> Basically, if the cost of branch misprediction is higher than waiting for both inputs to cmov to be available, then cmov is better.  For very predictable branches, cmov is a loss (as we've already established in this thread) and I think always will be (i.e. cpu vendors seem to be putting more and more smarts into branch prediction instead).
Buried in the bug comments is the following insight:  Branch profiling by the JVM is different from branch profiling by the CPU, and the difference is significant for the specific use case of an accumulated max (or min).

The CPU's profiling has a much shorter time scale:  It collects information (many times) over the course of a single loop.  The JVM's profiling has a long time scale, usually the whole application execution.  If a loop has bursty behavior (high short-span correlation) the CPU can predict branches very well, even though the JVM sees just noise.

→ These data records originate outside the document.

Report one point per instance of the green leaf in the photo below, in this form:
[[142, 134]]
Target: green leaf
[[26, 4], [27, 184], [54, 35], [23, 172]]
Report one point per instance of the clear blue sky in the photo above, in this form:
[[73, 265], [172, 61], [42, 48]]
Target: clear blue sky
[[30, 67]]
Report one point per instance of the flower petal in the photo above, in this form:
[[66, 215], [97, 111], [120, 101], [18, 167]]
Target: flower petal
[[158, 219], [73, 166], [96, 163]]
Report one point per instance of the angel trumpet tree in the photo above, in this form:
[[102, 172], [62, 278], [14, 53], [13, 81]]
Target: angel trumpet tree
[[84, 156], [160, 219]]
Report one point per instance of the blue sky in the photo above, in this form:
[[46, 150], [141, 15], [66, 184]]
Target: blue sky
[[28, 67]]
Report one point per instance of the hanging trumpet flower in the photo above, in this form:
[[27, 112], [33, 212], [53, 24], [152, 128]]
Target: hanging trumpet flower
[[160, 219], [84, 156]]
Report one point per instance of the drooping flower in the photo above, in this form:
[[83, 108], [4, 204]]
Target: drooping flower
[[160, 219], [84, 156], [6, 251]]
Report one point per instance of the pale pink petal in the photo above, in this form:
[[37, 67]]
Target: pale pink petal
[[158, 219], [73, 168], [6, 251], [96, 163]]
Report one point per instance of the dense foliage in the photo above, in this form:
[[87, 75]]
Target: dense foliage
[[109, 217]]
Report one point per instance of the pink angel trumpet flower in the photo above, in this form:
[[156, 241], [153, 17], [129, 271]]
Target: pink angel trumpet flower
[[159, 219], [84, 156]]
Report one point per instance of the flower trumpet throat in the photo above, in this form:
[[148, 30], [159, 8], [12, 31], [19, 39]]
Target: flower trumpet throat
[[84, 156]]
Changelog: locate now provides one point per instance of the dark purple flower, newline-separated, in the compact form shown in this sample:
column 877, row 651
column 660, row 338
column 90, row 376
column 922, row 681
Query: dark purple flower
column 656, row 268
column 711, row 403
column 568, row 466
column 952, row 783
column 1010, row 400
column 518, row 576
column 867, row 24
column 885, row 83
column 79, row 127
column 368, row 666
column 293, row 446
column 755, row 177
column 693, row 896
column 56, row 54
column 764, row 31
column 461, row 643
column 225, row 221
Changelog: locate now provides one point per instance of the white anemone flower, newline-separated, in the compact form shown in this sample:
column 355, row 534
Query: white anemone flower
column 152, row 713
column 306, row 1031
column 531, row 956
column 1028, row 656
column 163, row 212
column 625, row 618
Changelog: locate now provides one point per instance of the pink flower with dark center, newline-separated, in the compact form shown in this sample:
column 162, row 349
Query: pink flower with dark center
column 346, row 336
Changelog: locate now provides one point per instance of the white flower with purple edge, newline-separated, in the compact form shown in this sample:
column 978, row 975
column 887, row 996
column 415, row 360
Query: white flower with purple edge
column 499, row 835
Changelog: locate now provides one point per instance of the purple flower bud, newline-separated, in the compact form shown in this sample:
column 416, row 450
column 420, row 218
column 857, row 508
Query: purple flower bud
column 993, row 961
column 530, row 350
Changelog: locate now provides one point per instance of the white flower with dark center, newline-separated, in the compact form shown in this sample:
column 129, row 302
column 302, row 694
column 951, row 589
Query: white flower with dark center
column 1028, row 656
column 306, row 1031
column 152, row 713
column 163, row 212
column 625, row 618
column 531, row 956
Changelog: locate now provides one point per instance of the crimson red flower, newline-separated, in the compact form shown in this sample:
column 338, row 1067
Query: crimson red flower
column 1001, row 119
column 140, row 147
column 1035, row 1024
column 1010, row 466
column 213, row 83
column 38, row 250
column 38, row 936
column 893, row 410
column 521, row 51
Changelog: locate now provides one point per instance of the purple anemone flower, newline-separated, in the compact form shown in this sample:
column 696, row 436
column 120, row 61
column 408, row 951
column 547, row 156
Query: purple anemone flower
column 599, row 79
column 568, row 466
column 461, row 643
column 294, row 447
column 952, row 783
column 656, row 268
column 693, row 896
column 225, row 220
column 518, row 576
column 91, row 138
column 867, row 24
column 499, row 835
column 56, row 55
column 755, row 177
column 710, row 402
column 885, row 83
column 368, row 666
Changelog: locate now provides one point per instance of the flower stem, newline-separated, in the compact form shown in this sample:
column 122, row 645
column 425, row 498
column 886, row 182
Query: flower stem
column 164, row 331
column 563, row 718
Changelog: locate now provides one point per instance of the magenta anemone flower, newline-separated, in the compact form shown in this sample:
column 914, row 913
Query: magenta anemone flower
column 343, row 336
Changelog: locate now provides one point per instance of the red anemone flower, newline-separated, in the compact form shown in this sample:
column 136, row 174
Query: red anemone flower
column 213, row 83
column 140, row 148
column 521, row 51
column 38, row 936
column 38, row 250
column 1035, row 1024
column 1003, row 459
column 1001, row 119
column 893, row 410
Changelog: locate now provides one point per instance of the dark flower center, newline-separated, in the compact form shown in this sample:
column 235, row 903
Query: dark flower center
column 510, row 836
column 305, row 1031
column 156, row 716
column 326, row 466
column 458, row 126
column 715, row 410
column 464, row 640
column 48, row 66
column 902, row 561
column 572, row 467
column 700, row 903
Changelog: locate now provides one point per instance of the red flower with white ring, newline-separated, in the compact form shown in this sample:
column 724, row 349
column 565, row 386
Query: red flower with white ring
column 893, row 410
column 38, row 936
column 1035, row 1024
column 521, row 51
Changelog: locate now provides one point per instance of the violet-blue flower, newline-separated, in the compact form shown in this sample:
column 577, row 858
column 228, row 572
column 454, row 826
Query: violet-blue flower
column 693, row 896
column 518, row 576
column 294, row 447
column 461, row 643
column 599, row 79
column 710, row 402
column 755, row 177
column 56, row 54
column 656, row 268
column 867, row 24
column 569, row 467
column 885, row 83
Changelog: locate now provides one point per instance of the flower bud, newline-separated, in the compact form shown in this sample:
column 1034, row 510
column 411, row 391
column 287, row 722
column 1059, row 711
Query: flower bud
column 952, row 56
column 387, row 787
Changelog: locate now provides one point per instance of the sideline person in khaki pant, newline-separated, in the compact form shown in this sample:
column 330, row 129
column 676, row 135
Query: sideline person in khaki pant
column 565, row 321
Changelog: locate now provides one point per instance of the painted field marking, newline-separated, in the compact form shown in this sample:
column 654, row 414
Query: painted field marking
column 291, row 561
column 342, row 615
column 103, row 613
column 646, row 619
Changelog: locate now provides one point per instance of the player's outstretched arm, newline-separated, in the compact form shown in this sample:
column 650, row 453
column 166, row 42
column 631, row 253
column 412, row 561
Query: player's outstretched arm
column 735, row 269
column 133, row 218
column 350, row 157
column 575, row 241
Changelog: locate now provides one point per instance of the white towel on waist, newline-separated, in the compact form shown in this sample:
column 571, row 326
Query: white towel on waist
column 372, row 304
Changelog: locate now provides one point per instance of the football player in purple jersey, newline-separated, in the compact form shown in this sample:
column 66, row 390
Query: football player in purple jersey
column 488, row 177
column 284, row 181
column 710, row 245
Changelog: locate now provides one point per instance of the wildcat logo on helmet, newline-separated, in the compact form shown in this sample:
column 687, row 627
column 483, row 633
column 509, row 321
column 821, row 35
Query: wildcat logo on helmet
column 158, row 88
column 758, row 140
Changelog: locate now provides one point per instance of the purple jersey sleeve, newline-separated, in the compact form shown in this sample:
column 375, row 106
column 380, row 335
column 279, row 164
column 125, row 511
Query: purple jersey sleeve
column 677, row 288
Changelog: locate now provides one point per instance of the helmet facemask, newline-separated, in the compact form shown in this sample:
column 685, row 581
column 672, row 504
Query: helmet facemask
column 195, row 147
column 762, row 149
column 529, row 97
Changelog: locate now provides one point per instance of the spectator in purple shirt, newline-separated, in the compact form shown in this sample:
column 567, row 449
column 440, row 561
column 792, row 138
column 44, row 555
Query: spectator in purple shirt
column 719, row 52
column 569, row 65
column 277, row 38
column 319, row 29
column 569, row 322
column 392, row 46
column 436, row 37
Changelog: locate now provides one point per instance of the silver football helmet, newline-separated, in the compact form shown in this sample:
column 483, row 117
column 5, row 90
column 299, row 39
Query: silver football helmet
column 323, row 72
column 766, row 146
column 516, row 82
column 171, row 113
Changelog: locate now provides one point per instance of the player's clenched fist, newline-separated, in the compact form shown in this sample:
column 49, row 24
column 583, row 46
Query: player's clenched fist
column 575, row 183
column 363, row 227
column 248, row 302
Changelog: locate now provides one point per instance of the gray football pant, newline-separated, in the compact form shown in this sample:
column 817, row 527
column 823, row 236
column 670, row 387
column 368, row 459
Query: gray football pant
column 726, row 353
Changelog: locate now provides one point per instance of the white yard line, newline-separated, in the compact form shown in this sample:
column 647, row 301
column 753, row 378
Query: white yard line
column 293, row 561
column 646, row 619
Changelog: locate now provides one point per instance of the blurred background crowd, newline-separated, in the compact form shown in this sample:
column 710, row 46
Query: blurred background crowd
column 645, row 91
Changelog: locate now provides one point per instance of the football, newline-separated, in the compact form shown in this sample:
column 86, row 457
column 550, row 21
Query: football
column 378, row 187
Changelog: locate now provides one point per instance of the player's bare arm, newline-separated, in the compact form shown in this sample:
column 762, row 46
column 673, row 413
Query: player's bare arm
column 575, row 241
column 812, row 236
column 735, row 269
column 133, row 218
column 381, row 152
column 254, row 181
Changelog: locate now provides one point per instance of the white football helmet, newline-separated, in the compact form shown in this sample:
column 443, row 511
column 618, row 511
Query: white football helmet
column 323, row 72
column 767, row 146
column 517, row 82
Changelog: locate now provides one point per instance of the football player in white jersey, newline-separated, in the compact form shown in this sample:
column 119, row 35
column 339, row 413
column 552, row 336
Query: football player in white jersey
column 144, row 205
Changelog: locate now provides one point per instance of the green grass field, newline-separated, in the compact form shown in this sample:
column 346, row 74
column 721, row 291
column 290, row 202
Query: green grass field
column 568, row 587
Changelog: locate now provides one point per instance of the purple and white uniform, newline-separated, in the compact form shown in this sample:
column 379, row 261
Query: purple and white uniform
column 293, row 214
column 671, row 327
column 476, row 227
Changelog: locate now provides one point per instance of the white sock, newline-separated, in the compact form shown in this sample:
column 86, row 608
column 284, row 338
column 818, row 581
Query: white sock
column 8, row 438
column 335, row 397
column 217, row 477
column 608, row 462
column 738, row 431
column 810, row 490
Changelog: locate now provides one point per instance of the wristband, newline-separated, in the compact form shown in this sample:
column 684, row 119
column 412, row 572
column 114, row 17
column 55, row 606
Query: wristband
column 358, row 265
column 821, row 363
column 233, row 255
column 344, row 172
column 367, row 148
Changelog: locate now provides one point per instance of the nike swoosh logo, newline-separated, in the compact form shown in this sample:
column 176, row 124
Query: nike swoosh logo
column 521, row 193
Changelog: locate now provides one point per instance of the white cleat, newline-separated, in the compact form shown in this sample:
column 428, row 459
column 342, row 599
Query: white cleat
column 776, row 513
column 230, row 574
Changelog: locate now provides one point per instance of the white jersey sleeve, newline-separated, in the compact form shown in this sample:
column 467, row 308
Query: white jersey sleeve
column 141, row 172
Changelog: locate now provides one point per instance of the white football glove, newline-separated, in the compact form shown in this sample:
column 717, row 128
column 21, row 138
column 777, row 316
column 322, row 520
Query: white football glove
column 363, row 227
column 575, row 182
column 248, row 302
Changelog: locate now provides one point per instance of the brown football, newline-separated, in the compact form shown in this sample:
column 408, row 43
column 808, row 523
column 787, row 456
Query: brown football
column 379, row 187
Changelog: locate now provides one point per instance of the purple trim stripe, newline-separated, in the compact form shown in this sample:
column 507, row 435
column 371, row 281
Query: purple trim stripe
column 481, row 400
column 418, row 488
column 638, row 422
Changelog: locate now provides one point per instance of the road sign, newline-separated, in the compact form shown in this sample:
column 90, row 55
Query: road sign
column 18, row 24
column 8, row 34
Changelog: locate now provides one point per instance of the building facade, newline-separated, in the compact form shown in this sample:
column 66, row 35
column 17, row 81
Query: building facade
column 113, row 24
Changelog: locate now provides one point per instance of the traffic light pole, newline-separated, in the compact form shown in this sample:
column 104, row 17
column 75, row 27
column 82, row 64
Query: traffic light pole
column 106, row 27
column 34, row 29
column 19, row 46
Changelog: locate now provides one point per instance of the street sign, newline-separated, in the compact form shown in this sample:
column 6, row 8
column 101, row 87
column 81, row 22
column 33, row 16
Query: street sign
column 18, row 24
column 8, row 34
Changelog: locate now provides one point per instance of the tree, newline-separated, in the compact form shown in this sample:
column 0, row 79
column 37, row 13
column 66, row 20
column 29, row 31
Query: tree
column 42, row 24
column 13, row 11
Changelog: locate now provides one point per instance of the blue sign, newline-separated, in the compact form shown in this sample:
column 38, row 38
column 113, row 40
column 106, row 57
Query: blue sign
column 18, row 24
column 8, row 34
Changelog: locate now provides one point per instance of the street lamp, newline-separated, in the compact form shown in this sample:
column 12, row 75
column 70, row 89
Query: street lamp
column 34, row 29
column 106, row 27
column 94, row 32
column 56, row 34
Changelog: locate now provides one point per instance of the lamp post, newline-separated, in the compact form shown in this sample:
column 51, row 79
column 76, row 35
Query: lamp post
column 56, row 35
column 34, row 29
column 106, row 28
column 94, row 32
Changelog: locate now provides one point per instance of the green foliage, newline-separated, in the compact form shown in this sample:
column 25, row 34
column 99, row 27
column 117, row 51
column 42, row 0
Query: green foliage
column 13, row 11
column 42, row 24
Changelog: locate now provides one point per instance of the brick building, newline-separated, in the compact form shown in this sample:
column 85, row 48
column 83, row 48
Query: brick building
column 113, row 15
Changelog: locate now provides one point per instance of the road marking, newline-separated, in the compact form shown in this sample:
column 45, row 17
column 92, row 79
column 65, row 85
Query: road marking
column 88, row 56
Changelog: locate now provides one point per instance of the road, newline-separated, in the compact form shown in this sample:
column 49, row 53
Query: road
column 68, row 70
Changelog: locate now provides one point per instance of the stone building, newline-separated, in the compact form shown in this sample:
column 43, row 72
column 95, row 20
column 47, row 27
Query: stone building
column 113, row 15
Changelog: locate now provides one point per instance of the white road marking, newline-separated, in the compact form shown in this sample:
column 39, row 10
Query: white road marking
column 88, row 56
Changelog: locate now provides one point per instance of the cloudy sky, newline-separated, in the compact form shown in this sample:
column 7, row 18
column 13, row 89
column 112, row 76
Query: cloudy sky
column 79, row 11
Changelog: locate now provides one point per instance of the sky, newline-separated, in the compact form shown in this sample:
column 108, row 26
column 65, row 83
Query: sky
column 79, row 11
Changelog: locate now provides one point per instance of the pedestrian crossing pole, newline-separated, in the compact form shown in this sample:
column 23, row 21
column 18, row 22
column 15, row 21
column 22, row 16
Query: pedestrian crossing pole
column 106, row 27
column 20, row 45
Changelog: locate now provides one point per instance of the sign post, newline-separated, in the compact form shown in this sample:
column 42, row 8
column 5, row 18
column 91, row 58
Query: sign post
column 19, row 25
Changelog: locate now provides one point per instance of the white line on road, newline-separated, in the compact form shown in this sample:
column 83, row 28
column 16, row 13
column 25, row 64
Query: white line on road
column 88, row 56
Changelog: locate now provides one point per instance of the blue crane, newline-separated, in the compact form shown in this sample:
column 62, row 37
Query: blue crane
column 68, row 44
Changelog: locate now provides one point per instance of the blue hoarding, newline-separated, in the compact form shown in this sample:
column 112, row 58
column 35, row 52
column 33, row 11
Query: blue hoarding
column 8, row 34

(Fun fact:  The JVM could also profile auto-correlation and other statistics, but we have avoided doing this so far.)

So, usually, the branch profiling done in software by the JVM (interpreter or profiled tier) gives enough information to predict what the CPU will experience.  In this very special case (a = max(a, x) for loop-varying x), almost all inputs "settle down" to an almost 100% branch profile, in favor of 'a'.  For random data, you expect to find your max half way through the loop.  That means that the second half of the loop can be speculated as "a = a" instead of "a = max(a, x)".

This, in turn, can be detected in the JIT by pattern-matching locally on the max node, to see if it is of the form phi = max(phi, x).